War and ConflictIndian Wars |
What was the Sioux uprising? |
The uprising took place in August and September 1862 in southwestern Minnesota when the Sioux there suddenly had been made to give up half their reservation lands. Their situation was made worse by crop failures. While the government debated over whether it would make the payments it owed to Indian nations in gold or in paper currency, the Sioux were also without money. The U.S. agent at the Sioux reservation refused to give out any food to the Indians until their money arrived from Washington. The Sioux people were hungry and angry, and white observers could see there was trouble coming and warned the government. But the situation soon erupted in August when four young men having a shooting contest suddenly fired into a party of whites, killing five people. The Sioux refused to surrender the four men to the authorities, and, under the leadership of Chief Little Crow (c. 1820–1863), they raided white settlements in the Minnesota River valley. A small U.S. military force sent out against the Sioux was annihilated. Meantime, white settlers fled the region in panic.

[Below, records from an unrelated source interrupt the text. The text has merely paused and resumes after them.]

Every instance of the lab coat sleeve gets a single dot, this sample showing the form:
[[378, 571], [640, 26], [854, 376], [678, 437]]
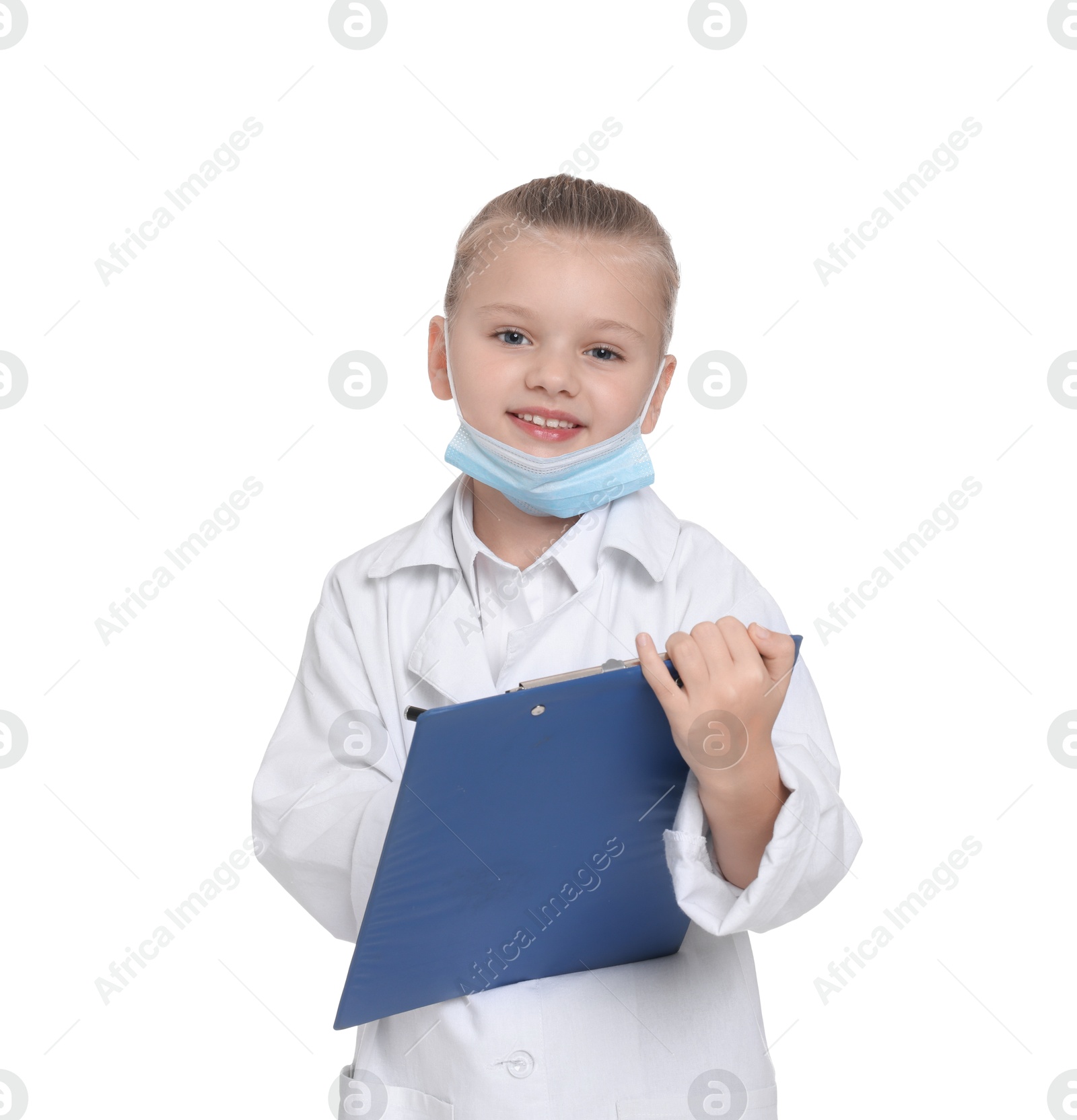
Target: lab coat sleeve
[[814, 838], [319, 823]]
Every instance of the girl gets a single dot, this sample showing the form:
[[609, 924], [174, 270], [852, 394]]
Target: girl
[[551, 553]]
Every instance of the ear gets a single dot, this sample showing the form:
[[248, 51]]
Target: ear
[[652, 418], [436, 359]]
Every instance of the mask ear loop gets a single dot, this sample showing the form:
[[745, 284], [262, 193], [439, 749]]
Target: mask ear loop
[[654, 386], [448, 370]]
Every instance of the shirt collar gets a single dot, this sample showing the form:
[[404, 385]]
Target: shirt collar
[[576, 550], [639, 524]]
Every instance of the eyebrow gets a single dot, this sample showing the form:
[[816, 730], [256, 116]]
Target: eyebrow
[[594, 324]]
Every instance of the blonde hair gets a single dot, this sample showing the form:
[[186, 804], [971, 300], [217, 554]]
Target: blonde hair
[[580, 210]]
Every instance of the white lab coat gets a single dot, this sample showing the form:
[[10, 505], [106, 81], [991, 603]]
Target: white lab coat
[[392, 630]]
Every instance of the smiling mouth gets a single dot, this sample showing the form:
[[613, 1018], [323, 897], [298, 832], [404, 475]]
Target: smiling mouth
[[542, 421]]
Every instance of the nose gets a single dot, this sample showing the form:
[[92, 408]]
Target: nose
[[555, 373]]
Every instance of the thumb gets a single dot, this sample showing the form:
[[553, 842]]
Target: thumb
[[778, 651]]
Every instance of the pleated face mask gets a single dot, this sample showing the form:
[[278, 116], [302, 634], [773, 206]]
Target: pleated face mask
[[562, 485]]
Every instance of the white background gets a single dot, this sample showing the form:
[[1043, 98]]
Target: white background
[[153, 398]]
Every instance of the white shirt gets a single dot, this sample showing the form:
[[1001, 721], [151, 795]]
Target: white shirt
[[508, 598], [394, 627]]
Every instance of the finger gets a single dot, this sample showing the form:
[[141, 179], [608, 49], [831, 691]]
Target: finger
[[689, 661], [716, 651], [656, 674], [778, 651], [741, 648]]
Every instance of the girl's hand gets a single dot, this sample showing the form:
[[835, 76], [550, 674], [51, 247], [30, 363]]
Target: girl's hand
[[734, 680]]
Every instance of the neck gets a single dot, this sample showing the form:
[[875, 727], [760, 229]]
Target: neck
[[516, 536]]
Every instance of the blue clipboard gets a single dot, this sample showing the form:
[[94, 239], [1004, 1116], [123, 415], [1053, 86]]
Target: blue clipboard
[[526, 841]]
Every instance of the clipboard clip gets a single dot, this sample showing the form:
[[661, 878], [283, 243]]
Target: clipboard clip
[[412, 713], [604, 668]]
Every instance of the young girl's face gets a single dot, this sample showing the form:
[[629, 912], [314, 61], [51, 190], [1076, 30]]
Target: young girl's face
[[561, 333]]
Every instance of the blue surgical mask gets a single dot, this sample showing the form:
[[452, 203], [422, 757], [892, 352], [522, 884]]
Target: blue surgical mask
[[562, 485]]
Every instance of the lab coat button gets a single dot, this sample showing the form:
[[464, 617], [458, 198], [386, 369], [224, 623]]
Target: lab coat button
[[520, 1064]]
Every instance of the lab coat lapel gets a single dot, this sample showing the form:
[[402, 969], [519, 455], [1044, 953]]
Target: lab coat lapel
[[450, 653]]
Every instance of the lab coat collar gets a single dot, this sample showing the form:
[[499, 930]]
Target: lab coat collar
[[639, 524]]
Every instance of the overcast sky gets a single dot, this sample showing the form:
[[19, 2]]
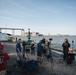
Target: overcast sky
[[44, 16]]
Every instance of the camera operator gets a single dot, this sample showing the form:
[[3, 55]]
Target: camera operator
[[24, 48]]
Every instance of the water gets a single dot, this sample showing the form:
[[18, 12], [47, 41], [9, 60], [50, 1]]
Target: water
[[57, 40]]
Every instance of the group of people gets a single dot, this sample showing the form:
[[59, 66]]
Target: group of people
[[42, 48]]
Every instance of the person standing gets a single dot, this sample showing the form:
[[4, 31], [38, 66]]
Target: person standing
[[65, 46], [32, 47], [18, 51], [1, 48], [3, 60], [39, 51], [24, 48]]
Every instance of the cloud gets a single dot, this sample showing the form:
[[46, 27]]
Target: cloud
[[71, 7]]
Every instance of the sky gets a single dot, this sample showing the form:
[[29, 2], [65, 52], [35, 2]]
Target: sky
[[43, 16]]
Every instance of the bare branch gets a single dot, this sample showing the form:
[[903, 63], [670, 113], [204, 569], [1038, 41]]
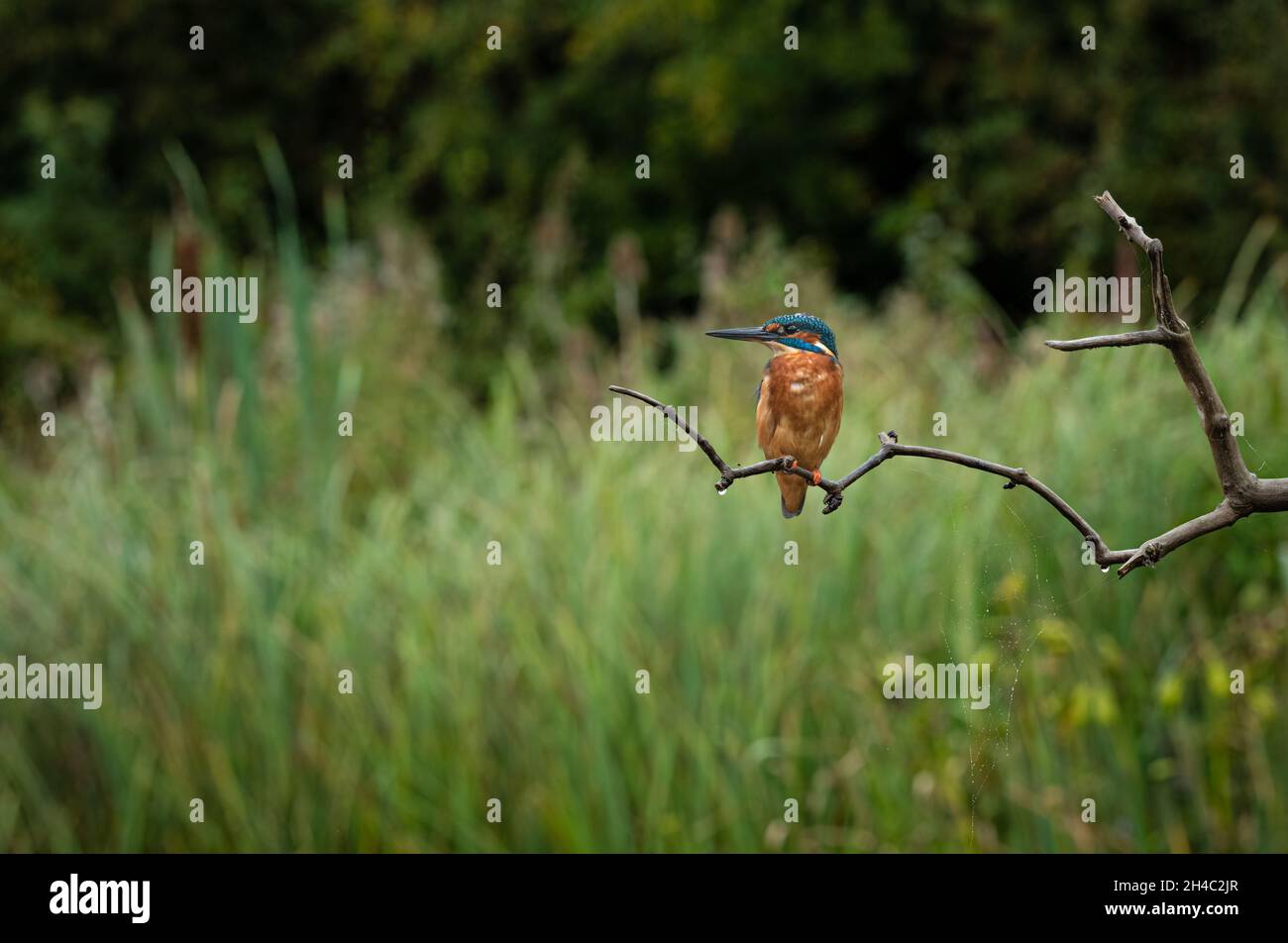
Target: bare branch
[[1131, 339], [1243, 492]]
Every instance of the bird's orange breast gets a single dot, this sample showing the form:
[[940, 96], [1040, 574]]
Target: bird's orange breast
[[799, 412]]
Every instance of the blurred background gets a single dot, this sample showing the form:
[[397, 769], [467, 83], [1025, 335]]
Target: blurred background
[[472, 424]]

On September 23 Minnesota sent out 1,400 men who defeated Little Crow at the Battle of Wood Lake. The raids had already claimed the lives of 490 white civilians. Thirty-three Sioux were killed in the fighting with the military. While most of the Indians who had taken up arms fled to the Dakotas, the government began to round up native men who were suspected of participating in the campaign against white settlers. More than 300 men were tried and sentenced to death, many of them on flimsy evidence. Episcopal bishop Henry Whipple (1822–1901) interceded in their behalf, making a personal plea to President Abraham Lincoln (1809–1865). The bishop was able to get 265 death sentences reduced to prison terms. But 38 Sioux men, accused of murder or rape, were hung in a public ceremony on December 26, 1862. The Sioux reservation lands were broken up, and the remaining Sioux were dispersed. Minnesota nevertheless continued to man military posts in that part of the state for years to come.
The events during and after the uprising were brutal for both sides, but many observers had seen that the treatment of the Sioux was going to lead to conflict: One missionary, after witnessing the harsh way the policy with the Indians had been carried out, wrote to Bishop Whipple, saying, “If I were an Indian I would never lay down the war club while I lived.”